Zine-Making Workshop

Ille Arts in Amagansett will hold a zine-making workshop on Saturday from noon to 3 p.m. The cost is $15 and guarantees inclusion in the gallery’s “Zine East” in August.

 

“De Kooning and Friends”

Willem de Kooning, Jackson Pollock, and Robert Rauschenberg are among the art world luminaries who will be on hand Saturday at 6 p.m. for the opening reception of “De Kooning and Friends” at the Sag Harbor Whaling Museum.

The exhibition, which will be up through May 22, features Mary Montes’s paintings of those notable artists, as well as portraits of Lee Krasner, Costantino Nivola, Elaine de Kooning, Leo Castelli, and other members of the New York School and those in its orbit who lived and worked on the East End.

Ms. Montes’s style fuses representation, abstraction, and an expressive handling of line and color. The artist divides her time between the East End and Coral Gables, Fla.

 

A Day With Resident Artists

Guild Hall’s artists-in-residence will present the results of their residencies, including collaborative projects, on Saturday at 6 p.m., both inside and out.

The program, which was organized by the five artists — Lucia Davis, Tanya Gabrielian, Lydia Hicks, Judson Merrill, and Walter Price — will be hosted by Ms. Davis, founder of the Art Bus, which will make its first public appearance, in front of the cultural center, on Saturday. She will interview Ms. Hicks about her video installation “Black in the Water,” which will be on view in the bus.

Mr. Merrill, a writer, will read selected excerpts from his work. Walter Price will talk about his painting, and “Seven Last Words,” a multidisciplinary collaboration by Ms. Gabrielian and Ms. Hicks, will be presented in the John Drew Theater. 

The program is free, but reservations are required and can be made at guildhall.org.

 

Mizrahi at Ashawagh

“Music Sheets,” a show of paintings by Haim Mizrahi, will be on view at Ashawagh Hall in Springs Saturday and Sunday. A reception will be held Saturday from 4 to 9 p.m., and a reading by local poets will take place Sunday afternoon at 3.

Mr.
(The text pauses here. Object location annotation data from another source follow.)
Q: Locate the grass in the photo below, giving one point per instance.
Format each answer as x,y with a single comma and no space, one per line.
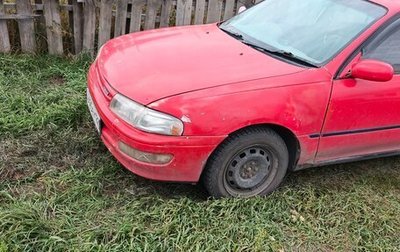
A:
60,189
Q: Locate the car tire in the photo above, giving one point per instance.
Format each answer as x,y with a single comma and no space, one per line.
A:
248,163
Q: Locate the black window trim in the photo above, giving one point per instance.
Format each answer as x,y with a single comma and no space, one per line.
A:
378,35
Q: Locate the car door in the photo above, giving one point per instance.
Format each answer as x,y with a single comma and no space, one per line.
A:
363,117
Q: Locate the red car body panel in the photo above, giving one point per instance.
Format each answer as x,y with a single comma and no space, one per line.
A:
216,85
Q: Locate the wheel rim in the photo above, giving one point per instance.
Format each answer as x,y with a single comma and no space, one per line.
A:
248,171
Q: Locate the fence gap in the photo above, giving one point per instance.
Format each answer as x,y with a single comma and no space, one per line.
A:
26,26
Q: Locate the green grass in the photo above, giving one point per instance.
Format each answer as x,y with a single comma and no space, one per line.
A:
61,190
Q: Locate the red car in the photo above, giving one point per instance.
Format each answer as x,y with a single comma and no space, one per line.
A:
283,86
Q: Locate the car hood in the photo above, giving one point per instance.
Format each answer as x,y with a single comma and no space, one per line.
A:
156,64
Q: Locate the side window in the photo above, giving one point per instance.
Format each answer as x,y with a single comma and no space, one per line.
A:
387,49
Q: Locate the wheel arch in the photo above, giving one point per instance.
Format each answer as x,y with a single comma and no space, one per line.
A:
290,139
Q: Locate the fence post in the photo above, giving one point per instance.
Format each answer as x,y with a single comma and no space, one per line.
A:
184,12
199,14
136,15
89,26
26,26
4,37
151,14
214,11
229,9
165,13
53,27
77,12
120,18
105,21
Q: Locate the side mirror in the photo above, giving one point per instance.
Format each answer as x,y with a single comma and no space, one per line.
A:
241,9
372,70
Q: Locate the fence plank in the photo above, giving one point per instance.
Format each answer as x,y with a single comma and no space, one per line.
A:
184,12
199,13
229,9
136,15
214,11
53,27
4,38
151,14
77,10
26,27
120,17
165,13
105,21
89,26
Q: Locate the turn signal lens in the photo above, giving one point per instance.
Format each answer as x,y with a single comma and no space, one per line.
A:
151,158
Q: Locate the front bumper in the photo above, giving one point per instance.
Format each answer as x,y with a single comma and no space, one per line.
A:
190,153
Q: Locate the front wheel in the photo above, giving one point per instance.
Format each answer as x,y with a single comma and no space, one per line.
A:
250,162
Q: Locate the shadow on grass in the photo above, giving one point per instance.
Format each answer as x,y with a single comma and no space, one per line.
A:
382,174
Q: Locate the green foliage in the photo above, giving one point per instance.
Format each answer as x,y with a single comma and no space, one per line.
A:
60,190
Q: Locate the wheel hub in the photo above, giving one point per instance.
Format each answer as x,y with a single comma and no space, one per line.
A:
248,169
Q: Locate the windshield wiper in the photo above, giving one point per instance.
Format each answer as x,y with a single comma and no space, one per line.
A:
233,34
282,54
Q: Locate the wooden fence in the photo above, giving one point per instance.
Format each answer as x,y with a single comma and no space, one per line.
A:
74,26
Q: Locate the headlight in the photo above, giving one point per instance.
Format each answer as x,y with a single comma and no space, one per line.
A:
144,118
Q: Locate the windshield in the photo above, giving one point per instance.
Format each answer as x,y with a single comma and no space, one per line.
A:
312,30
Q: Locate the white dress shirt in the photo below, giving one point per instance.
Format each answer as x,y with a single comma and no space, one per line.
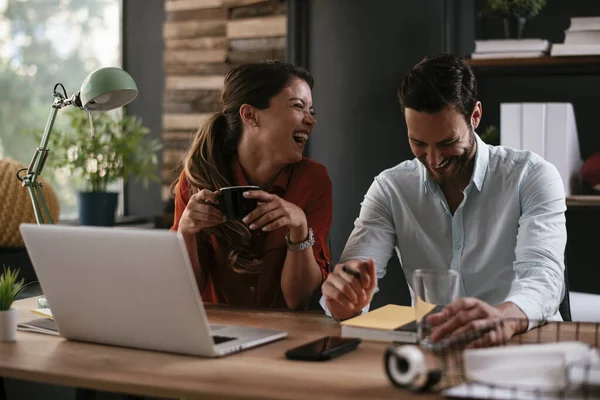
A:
506,238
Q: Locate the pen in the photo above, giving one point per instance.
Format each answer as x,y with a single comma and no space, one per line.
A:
350,271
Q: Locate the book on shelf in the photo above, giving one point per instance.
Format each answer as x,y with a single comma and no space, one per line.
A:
512,46
563,49
550,131
522,54
582,37
584,24
390,323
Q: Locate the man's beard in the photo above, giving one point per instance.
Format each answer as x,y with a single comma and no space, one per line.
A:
461,162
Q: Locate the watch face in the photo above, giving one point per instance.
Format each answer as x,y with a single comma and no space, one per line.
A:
310,241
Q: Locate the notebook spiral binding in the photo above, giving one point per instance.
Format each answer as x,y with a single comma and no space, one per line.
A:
442,366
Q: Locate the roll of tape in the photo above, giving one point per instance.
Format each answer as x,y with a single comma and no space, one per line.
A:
412,368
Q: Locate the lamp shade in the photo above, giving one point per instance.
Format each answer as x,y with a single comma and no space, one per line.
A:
106,89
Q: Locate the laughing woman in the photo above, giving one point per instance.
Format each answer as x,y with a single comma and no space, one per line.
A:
278,255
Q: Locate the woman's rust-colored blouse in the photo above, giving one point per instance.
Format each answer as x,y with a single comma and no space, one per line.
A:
305,184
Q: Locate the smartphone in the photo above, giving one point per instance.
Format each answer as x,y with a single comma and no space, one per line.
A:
323,349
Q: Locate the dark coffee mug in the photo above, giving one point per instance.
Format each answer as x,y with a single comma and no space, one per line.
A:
233,203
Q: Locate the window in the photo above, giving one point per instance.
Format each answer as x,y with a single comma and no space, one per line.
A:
44,42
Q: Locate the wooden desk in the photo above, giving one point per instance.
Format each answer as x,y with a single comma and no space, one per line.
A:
261,372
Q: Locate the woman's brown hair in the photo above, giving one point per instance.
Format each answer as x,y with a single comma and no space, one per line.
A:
207,164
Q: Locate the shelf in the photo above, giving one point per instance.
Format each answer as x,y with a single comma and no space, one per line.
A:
547,64
583,201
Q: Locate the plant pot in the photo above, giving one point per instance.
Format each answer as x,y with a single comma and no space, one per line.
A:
97,208
513,27
8,325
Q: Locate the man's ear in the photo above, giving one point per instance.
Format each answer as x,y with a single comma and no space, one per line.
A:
476,115
249,115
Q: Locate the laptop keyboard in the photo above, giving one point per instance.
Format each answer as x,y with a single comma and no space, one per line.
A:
221,339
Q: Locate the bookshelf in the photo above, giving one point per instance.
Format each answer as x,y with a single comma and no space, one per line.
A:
545,65
583,200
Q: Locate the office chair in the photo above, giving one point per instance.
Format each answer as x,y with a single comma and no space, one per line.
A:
2,391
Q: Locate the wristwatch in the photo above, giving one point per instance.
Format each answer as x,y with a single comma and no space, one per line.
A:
309,242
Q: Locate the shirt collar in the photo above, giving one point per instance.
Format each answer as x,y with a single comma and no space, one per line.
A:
482,157
281,182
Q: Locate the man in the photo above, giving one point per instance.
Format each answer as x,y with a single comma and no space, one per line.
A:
494,214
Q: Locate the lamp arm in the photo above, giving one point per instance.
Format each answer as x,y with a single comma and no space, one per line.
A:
29,180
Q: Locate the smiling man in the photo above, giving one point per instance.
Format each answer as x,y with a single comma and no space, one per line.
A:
494,214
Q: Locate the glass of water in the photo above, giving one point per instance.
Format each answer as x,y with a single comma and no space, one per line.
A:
433,289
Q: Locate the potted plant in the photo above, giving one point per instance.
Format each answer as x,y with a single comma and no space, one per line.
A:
119,149
9,289
514,14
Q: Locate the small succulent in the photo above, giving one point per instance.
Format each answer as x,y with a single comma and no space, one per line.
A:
518,8
9,288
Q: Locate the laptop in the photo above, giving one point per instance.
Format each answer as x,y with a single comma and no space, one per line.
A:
129,287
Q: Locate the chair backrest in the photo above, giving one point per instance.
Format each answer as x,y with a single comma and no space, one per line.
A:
565,305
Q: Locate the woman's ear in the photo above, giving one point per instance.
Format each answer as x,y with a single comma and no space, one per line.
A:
476,115
249,115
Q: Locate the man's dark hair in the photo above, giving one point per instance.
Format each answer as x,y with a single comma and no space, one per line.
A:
438,82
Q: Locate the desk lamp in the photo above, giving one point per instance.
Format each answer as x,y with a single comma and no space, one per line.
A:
103,90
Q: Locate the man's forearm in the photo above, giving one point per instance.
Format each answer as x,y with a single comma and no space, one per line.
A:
512,313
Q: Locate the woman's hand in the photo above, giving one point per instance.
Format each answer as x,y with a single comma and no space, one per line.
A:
201,213
273,213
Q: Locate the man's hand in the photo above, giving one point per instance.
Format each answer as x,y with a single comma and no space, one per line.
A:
346,295
470,314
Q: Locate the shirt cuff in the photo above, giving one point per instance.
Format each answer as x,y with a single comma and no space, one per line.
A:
530,308
328,313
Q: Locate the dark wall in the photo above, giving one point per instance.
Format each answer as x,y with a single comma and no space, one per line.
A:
142,58
358,52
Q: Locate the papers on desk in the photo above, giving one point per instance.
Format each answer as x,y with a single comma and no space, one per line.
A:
41,325
43,312
553,370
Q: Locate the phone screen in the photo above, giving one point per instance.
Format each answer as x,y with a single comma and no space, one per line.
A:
324,348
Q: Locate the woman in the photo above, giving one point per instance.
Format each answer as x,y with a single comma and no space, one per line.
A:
278,255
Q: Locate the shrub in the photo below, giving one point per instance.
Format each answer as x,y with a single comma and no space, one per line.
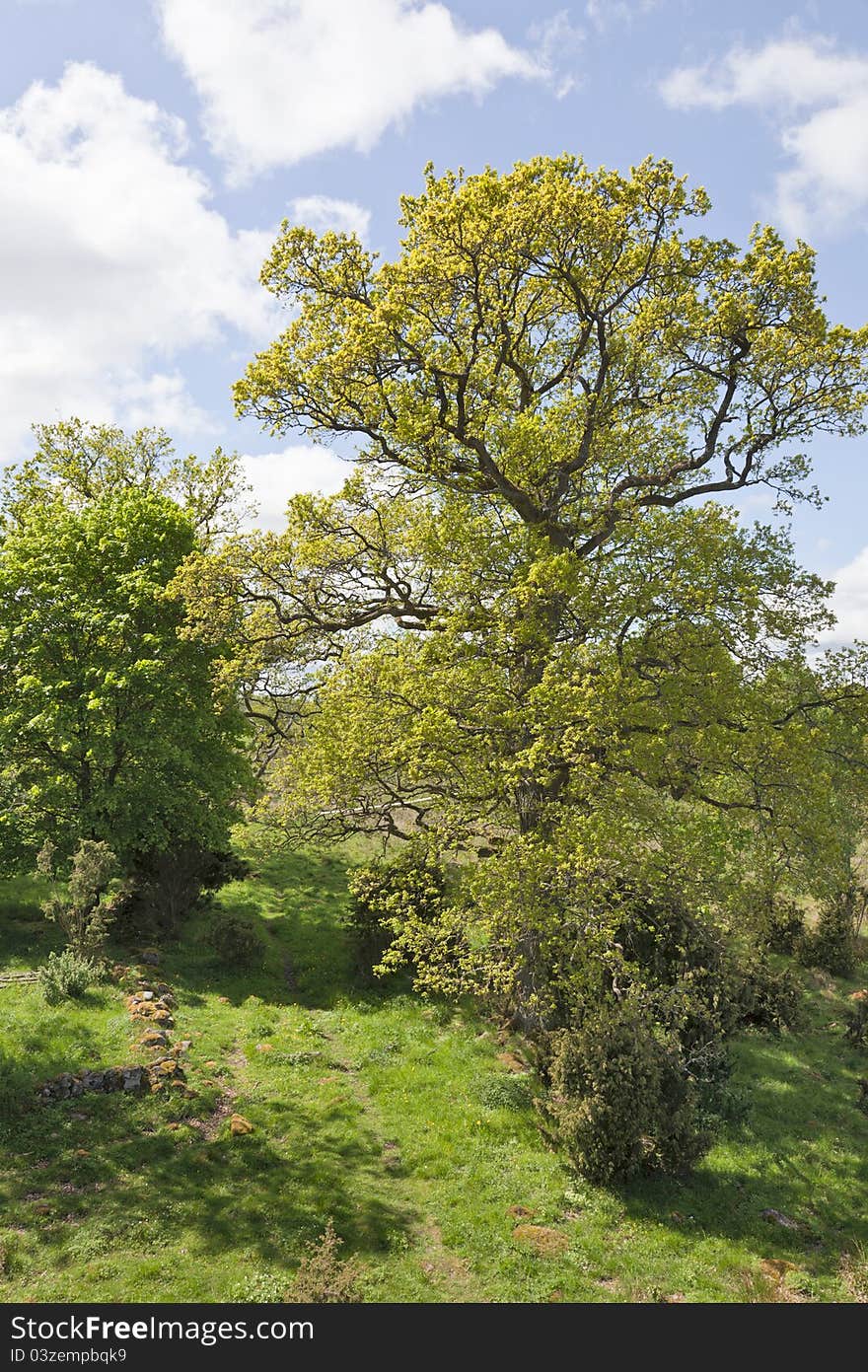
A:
765,997
85,908
502,1092
620,1098
236,941
66,975
323,1276
387,897
166,887
832,946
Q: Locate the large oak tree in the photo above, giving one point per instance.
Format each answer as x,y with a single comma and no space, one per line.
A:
528,624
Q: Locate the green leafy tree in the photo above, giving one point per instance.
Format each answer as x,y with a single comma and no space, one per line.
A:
83,909
528,625
109,730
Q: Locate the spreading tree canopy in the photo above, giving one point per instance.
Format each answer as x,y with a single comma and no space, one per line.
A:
108,725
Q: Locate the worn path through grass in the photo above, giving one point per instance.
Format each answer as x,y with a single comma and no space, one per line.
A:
400,1121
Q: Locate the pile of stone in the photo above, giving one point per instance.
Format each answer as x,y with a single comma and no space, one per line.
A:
150,1007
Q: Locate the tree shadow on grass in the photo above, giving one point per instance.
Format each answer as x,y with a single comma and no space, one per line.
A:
309,958
266,1193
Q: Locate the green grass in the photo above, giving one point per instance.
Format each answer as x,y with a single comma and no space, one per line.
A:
384,1113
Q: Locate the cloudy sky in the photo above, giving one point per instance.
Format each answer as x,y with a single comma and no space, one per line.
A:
148,150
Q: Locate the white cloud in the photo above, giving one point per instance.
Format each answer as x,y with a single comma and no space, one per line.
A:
322,213
112,260
283,80
555,44
276,476
602,13
818,99
849,603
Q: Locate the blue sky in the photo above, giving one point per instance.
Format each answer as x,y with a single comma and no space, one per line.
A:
150,148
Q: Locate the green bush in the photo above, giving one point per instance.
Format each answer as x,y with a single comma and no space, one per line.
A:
326,1277
832,946
503,1092
856,1031
66,975
166,887
620,1098
765,997
236,941
386,897
85,904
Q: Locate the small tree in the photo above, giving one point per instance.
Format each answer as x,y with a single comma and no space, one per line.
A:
84,909
109,729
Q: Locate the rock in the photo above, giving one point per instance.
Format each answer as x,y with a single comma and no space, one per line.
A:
547,1243
777,1217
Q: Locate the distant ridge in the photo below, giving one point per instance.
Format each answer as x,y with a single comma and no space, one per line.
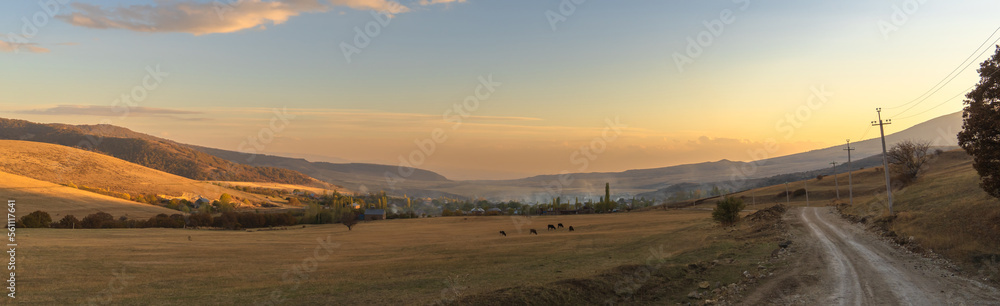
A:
146,150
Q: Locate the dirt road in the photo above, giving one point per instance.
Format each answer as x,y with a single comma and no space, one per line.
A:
834,262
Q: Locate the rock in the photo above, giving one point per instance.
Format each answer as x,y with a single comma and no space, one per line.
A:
694,295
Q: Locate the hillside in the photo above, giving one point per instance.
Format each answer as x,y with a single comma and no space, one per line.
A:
146,150
31,195
63,165
944,210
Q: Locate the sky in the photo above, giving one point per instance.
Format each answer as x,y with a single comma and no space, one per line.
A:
478,89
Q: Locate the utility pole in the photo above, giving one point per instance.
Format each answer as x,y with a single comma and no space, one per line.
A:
787,198
850,185
835,182
885,159
806,184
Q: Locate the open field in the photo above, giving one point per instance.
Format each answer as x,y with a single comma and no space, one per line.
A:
31,195
411,261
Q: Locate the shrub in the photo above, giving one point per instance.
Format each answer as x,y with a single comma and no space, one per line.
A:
68,221
907,159
727,211
37,219
349,219
98,220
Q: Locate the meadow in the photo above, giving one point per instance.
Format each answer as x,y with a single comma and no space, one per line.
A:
412,261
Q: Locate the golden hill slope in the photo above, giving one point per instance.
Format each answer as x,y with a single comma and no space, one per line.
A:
62,165
31,195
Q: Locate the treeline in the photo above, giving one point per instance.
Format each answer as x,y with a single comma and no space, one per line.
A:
227,220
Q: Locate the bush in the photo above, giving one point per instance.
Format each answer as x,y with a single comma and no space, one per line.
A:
98,220
727,211
68,221
37,219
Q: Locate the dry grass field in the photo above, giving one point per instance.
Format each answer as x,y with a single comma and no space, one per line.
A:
61,165
411,261
31,195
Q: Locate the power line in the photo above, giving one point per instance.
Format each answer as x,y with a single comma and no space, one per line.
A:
949,99
925,95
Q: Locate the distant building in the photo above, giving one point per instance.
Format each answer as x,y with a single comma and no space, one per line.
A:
374,214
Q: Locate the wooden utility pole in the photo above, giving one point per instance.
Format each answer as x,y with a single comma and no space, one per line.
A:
835,182
850,185
787,197
885,158
806,184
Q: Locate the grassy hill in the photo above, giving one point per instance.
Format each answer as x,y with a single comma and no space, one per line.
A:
63,165
944,210
146,150
31,195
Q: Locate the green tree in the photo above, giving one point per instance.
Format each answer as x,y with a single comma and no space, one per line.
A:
349,220
727,211
37,219
907,158
981,125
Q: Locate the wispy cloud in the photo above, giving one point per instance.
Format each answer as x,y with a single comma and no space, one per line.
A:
110,111
430,2
10,47
223,16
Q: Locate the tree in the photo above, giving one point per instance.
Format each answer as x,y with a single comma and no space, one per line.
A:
349,219
727,211
37,219
980,135
907,158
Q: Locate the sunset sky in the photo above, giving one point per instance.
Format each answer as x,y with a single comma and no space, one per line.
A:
560,74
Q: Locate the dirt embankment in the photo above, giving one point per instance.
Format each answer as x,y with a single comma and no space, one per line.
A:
835,262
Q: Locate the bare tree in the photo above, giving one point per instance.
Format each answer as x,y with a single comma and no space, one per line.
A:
907,159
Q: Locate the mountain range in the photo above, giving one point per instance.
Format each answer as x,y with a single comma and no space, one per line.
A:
203,163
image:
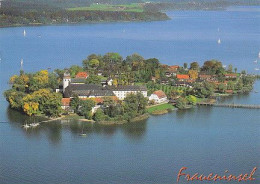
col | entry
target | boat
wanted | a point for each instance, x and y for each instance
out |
(26, 126)
(34, 124)
(219, 41)
(83, 135)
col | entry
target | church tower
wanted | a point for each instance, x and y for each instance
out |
(66, 80)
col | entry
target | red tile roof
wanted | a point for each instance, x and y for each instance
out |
(160, 94)
(205, 76)
(181, 76)
(82, 75)
(65, 101)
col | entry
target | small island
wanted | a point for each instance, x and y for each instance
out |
(111, 89)
(53, 12)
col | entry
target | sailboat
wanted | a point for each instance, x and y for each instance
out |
(219, 41)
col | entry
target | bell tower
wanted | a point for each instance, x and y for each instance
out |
(66, 80)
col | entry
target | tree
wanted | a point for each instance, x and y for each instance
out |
(94, 63)
(181, 103)
(112, 58)
(49, 103)
(93, 79)
(191, 99)
(222, 88)
(134, 105)
(211, 66)
(53, 82)
(86, 107)
(31, 108)
(75, 103)
(203, 90)
(15, 98)
(230, 68)
(194, 66)
(99, 115)
(193, 74)
(230, 85)
(185, 65)
(235, 70)
(74, 69)
(39, 80)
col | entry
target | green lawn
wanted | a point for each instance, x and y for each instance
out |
(159, 107)
(134, 7)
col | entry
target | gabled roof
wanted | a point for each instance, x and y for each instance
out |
(82, 75)
(128, 88)
(65, 101)
(231, 75)
(181, 76)
(78, 80)
(160, 94)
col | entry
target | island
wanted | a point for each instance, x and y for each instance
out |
(53, 12)
(111, 89)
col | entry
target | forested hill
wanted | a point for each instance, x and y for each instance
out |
(78, 3)
(39, 12)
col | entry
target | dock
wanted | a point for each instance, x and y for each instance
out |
(233, 105)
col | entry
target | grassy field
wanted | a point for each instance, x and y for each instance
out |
(135, 7)
(159, 108)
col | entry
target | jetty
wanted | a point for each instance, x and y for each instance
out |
(233, 105)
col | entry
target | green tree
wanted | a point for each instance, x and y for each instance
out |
(191, 99)
(222, 88)
(15, 98)
(75, 103)
(181, 103)
(74, 69)
(211, 66)
(230, 68)
(99, 115)
(185, 65)
(93, 79)
(134, 105)
(194, 66)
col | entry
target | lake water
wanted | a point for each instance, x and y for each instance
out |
(203, 139)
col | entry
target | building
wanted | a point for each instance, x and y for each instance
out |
(122, 91)
(231, 76)
(96, 91)
(158, 96)
(82, 75)
(65, 103)
(66, 80)
(182, 77)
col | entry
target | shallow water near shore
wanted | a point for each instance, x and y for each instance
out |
(203, 139)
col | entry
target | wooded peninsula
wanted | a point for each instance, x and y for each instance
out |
(31, 12)
(110, 88)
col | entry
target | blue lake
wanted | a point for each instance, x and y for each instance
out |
(203, 139)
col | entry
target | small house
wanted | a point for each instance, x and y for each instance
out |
(158, 96)
(65, 103)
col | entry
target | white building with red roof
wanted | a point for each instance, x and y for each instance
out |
(158, 97)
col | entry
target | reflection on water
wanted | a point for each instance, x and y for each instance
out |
(54, 129)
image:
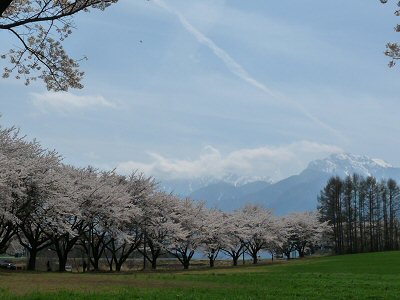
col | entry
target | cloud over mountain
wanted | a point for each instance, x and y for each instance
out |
(273, 162)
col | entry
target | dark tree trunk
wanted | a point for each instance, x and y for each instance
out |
(235, 259)
(118, 266)
(3, 6)
(255, 259)
(62, 261)
(154, 264)
(211, 259)
(32, 260)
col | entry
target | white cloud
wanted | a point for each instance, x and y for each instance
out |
(66, 102)
(275, 162)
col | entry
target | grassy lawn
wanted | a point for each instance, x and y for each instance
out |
(362, 276)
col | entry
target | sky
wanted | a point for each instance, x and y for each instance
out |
(182, 89)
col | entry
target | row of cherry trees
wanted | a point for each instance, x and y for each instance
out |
(46, 204)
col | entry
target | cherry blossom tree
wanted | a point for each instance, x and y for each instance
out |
(184, 243)
(236, 235)
(215, 234)
(259, 230)
(39, 202)
(13, 149)
(393, 49)
(284, 243)
(160, 226)
(306, 230)
(106, 209)
(40, 28)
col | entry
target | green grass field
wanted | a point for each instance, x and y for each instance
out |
(361, 276)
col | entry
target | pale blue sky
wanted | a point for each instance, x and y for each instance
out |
(254, 87)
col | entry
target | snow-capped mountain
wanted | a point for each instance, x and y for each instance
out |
(186, 187)
(346, 164)
(295, 193)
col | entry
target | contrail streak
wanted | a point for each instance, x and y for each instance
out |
(235, 68)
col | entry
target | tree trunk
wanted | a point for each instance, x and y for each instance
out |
(255, 259)
(186, 265)
(62, 261)
(32, 260)
(154, 263)
(235, 259)
(4, 5)
(118, 266)
(211, 262)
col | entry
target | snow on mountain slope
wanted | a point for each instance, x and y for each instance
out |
(295, 193)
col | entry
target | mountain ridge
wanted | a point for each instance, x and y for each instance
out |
(297, 192)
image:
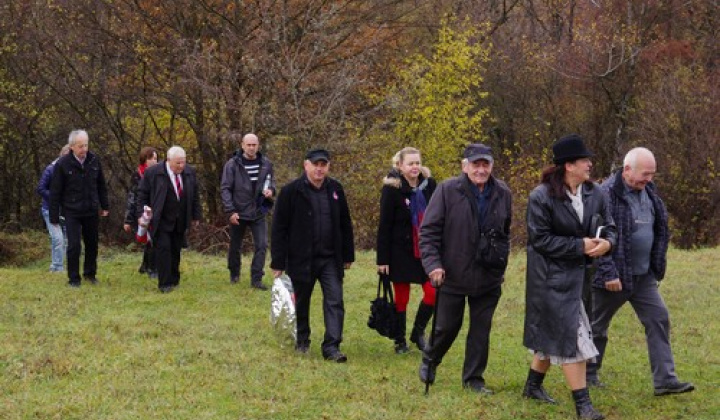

Mizrahi has said that the “Music Sheets” reflect his longstanding interest in music and poetry as well as painting. The all-over surfaces and swirling ribbons of paint of his abstract canvases are reminiscent of Pollock, but his work as a whole “stretches across many styles, due my detachment from rules.”

 

Abstraction at White Room

“Abstract Anarchy,” an exhibition of paintings by Barbara Bilotta, Jessica Singer, Melissa Hin, and June Kaplan, will open tomorrow at the White Room Gallery in Bridgehampton and continue through May 29. A reception will take place Saturday from 5 to 7 p.m.

Both Ms. Bilotta and Ms. Hin work in the Abstract Expressionist tradition, but with variations from dense, layered surfaces to more open areas of color. Ms. Kaplan’s primarily abstract canvases incorporate elements of realism. Ms. Singer’s paintings reflect her work in the graphic design field and her appreciation of Jackson Pollock.

 

At Eric Firestone in Manhattan

The Eric Firestone Loft in Lower Manhattan, an extension of the East Hampton gallery, is presenting “That’s How the Light Gets In,” a show of paintings from 1970 to 1972 by the late Michael Boyd. 

Last seen in 1973 at the Max Hutchinson Gallery in SoHo, these square canvases explore space and light through the use of hard edge and contrasting gradients. The minimalist works blend a cool formalist attitude with a painterly approach.

The loft, which is at 4 Great Jones Street, is open Tuesday through Saturday from 11 a.m. to 6 p.m. or by appointment.

 

Strong-Cuevas in Chelsea

Eight drawings and 14 sculptures from the 1980s by Strong-Cuevas are on view at Elga Wimmer PCC in Chelsea through May 27. The artist, a longtime Amagansett homeowner, has said, “There is a meditative quality in my work — interior investigation — and I’m also fascinated by physics, cosmology, and what’s out there in the universe.”